Following a report in the New York Times this week which alleged that Facebook had disclosed private messages to commercial partners without users’ knowledge, the social media giant used a blog to refute the claims.
The post authored by Ime Archibong, vice president of product partnerships, read: “In the past day, we’ve been accused of disclosing people’s private messages to partners without their knowledge.”
Archibong confirmed that Facebook had worked with four partner companies to integrate the firm’s messaging capabilities into their products, so that users could message their Facebook friends when using Facebook’s login function.
“These experiences are common in our industry”, the post stated. “Think of being able to have Alexa read your email aloud or to read your email on Apple’s Mail app.”
He explained that the permissions allowed Facebook users to share details of songs they were listening to on Spotify or movies watching on Netflix, as well as file sharing on Dropbox and money transfers through the Royal Bank of Canada’s mobile app, and were done with user permission via the Facebook Login function.

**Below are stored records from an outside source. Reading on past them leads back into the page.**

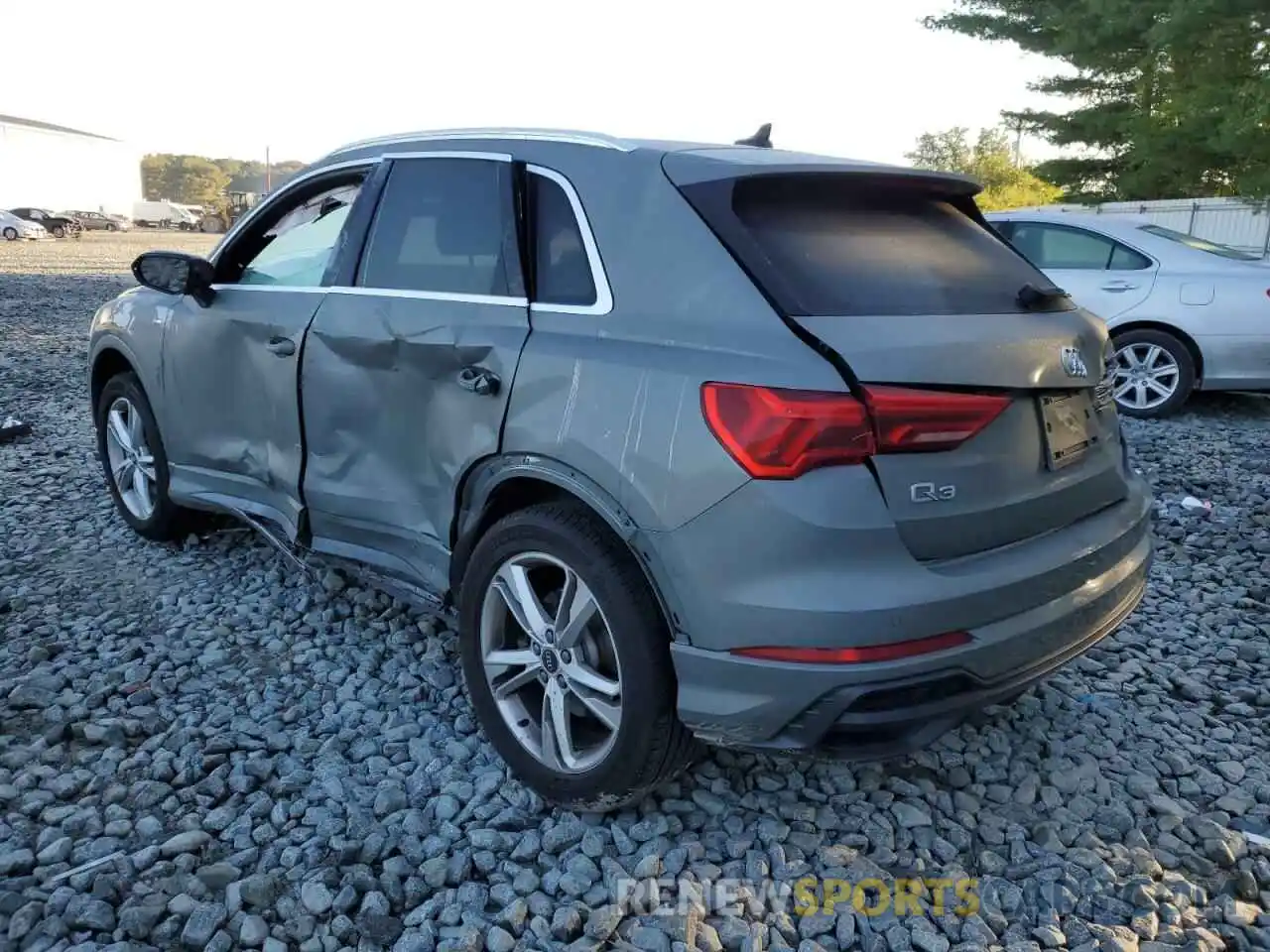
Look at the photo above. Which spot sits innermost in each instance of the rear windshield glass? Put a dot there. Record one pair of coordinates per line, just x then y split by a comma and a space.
1199, 244
833, 245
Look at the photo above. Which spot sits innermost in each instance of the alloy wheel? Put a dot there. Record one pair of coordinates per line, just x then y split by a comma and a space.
550, 661
1146, 376
132, 465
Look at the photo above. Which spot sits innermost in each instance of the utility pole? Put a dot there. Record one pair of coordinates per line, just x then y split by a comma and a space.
1019, 143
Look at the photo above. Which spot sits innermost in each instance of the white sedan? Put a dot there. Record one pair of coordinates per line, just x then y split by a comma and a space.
1185, 313
12, 227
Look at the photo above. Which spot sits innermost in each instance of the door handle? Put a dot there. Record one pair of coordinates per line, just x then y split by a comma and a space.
477, 380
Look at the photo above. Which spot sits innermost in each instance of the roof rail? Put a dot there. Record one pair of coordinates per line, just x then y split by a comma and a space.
579, 139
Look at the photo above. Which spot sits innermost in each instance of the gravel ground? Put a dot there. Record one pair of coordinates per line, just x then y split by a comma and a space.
281, 762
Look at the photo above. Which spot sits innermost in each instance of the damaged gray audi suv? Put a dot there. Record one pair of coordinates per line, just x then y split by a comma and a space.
698, 442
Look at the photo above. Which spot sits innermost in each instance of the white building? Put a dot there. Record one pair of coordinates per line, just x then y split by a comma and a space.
60, 169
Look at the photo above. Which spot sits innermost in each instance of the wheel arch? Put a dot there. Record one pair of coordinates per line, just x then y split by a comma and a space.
1171, 330
500, 485
108, 362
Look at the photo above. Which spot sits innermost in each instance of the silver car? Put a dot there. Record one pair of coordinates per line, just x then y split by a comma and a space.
12, 227
715, 443
1185, 313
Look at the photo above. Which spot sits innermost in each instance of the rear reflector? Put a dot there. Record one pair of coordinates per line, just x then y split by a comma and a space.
917, 420
857, 655
780, 434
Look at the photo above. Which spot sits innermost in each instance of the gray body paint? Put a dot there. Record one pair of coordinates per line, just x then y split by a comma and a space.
365, 445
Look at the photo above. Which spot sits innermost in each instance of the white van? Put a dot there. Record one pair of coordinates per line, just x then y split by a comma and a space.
163, 214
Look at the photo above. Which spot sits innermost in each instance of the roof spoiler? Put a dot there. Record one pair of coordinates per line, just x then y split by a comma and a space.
762, 139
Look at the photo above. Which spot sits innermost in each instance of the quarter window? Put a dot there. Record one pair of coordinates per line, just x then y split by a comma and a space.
562, 266
444, 226
300, 245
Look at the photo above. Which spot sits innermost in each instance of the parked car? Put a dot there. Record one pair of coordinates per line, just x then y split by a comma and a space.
724, 443
56, 225
1185, 313
99, 221
12, 227
163, 214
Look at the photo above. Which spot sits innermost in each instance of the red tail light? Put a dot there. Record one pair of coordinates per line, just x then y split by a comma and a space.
780, 434
857, 655
925, 420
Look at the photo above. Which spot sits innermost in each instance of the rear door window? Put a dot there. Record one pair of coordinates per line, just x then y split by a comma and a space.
444, 226
1065, 248
838, 245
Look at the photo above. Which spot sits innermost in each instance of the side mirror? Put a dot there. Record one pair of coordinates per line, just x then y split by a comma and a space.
176, 273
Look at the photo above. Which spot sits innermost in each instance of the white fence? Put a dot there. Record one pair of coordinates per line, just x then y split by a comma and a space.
1238, 222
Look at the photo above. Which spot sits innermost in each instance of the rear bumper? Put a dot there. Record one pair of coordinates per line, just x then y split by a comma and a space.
869, 711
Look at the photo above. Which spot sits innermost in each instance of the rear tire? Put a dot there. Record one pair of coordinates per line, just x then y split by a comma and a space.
166, 521
649, 744
1160, 389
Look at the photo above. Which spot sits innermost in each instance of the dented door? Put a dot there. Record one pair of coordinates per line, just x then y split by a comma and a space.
232, 371
407, 371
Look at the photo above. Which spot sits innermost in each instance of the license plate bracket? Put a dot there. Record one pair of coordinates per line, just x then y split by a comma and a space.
1070, 426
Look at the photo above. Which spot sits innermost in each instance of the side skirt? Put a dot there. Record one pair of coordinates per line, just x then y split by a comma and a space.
312, 562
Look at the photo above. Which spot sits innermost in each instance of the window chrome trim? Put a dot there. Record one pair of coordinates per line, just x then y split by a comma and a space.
293, 182
429, 296
447, 154
293, 289
521, 135
603, 302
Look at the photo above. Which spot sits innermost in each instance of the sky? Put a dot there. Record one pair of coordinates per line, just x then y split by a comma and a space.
852, 77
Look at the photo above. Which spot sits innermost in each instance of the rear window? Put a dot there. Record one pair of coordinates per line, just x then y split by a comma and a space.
839, 245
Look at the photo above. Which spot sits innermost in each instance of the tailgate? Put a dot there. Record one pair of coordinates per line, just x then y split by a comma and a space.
896, 280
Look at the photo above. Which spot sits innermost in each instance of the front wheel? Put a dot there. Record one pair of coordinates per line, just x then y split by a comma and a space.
135, 462
1155, 373
567, 658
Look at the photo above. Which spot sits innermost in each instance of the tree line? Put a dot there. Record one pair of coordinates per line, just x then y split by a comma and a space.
1170, 98
194, 179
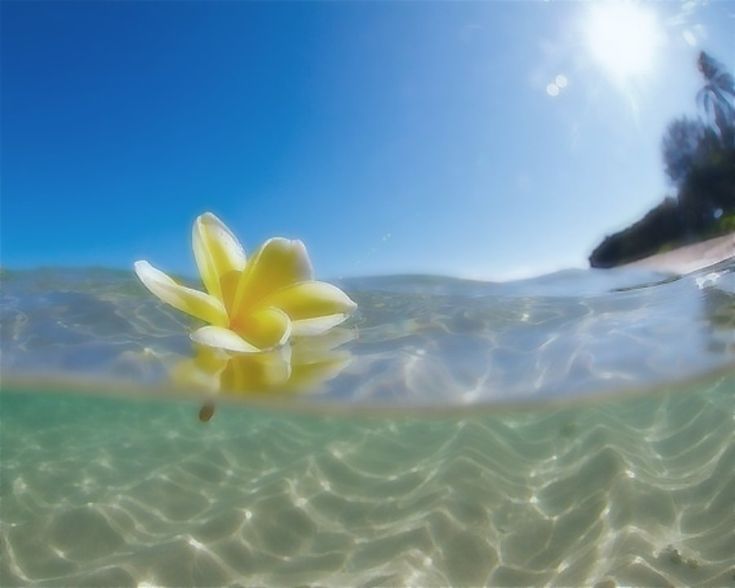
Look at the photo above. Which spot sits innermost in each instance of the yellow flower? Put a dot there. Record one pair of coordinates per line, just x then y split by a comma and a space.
250, 305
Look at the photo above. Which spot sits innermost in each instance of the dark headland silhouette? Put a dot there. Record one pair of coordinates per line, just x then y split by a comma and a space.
699, 158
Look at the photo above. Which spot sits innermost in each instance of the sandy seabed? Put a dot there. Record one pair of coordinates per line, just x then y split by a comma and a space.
110, 492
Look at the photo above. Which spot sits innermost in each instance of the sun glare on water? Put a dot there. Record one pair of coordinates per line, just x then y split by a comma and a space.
623, 38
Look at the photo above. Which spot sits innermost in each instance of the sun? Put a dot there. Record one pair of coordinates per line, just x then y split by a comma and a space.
623, 38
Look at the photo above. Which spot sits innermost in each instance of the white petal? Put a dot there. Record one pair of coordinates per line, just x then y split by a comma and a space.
222, 338
316, 326
198, 304
216, 250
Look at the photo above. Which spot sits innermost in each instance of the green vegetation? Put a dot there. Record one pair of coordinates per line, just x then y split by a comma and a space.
699, 158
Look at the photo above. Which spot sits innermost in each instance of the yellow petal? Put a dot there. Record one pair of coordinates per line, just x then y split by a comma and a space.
222, 338
264, 328
217, 252
309, 300
198, 304
278, 263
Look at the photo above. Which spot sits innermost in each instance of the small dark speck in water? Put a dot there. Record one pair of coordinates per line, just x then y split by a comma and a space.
568, 429
206, 412
673, 554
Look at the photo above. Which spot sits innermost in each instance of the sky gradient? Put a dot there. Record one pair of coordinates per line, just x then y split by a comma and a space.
390, 137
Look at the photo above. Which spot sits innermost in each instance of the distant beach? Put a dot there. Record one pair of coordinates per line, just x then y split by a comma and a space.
690, 257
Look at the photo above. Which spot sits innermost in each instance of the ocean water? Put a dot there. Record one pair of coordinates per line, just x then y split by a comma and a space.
573, 429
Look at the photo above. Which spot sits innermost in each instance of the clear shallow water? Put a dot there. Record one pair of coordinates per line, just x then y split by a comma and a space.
612, 486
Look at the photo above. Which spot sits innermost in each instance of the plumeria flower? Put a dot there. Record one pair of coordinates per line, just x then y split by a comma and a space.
250, 305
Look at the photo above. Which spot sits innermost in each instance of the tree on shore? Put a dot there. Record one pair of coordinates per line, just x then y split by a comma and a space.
699, 159
717, 98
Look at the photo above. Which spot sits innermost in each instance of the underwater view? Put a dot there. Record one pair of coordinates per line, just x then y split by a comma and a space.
573, 429
367, 294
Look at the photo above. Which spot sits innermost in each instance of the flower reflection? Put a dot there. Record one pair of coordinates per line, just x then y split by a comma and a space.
302, 367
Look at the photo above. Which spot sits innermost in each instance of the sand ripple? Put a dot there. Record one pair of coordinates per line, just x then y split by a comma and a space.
103, 492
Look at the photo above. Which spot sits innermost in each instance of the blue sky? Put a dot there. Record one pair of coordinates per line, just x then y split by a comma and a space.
390, 137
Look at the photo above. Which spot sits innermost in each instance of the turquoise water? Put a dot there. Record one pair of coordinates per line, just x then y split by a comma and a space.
576, 429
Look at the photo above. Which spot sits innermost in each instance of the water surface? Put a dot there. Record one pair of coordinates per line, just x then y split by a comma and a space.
573, 429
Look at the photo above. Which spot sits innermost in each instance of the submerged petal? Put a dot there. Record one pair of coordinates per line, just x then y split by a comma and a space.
317, 325
198, 304
217, 252
222, 338
256, 373
278, 263
309, 300
264, 328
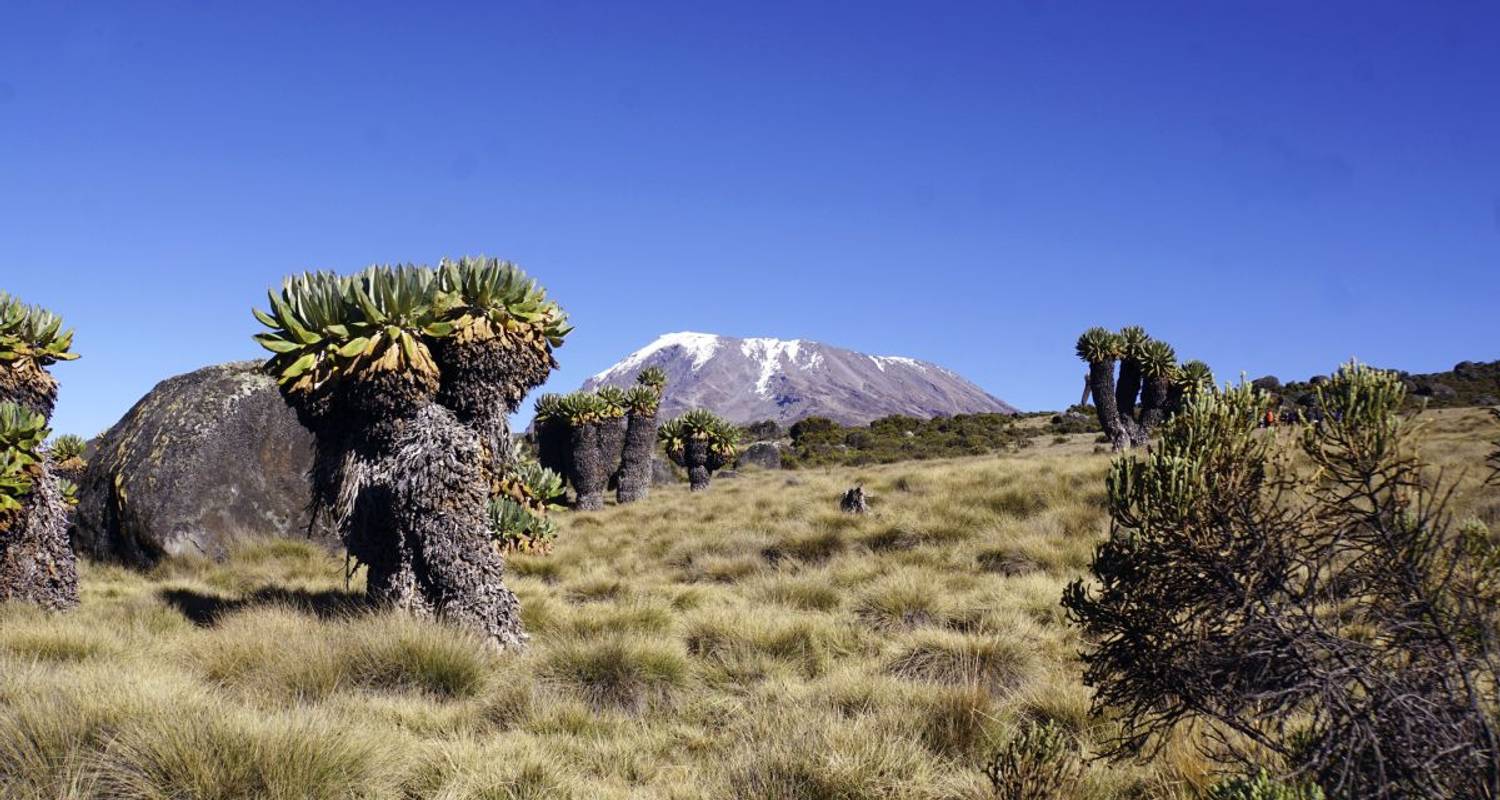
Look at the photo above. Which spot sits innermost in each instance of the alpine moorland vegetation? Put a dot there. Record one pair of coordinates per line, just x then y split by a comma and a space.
1307, 598
702, 443
405, 375
1151, 383
602, 439
36, 559
819, 442
642, 403
752, 641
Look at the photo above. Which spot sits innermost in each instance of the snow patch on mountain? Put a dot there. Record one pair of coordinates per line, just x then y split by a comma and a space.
786, 380
698, 347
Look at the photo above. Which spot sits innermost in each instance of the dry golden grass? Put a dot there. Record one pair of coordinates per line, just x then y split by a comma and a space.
746, 643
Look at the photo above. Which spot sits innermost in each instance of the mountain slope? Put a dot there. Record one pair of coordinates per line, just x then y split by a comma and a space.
785, 380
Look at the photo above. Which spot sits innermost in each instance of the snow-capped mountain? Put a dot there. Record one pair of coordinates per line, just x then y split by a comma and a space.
785, 380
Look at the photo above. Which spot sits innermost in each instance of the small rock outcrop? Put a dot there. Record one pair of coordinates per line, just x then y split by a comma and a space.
854, 502
201, 461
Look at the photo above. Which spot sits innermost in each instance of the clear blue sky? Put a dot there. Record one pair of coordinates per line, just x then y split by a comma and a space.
1271, 186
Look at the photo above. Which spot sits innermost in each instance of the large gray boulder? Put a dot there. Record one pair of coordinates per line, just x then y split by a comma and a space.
201, 461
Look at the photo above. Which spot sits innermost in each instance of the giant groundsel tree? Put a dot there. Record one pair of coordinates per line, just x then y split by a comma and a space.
1307, 601
702, 443
405, 375
1149, 384
642, 403
36, 562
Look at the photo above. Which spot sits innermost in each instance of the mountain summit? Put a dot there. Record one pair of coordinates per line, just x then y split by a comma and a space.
785, 380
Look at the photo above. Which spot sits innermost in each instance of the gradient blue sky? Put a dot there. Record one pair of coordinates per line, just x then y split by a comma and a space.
1272, 186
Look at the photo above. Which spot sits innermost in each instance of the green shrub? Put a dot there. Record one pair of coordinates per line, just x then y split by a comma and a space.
1260, 787
1041, 761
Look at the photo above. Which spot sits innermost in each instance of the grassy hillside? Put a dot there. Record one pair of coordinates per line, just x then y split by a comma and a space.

Archibong insisted that the integrations were “experimental”, had been discussed publicly at the time they were launched and “have now been shut down for nearly three years”.
“They were clear to users and only available when people logged into these services with Facebook,” the blog read.
Facebook maintains that is has found no evidence that any of its partners companies had access. The New York Times quoted former US regulators describing the alleged lack of transparency as "potentially problematic".
The move is the latest episode in an ongoing battle being fought by social media and tech giants such as Facebook and Google against allegations of that user data privacy has been compromised.
Facebook is already contesting fines levied by regulators for its role in the Cambridge Analytica data sharing scandal. In September the company revealed that a hack could have exposed up to 50 million user accounts to a data breach.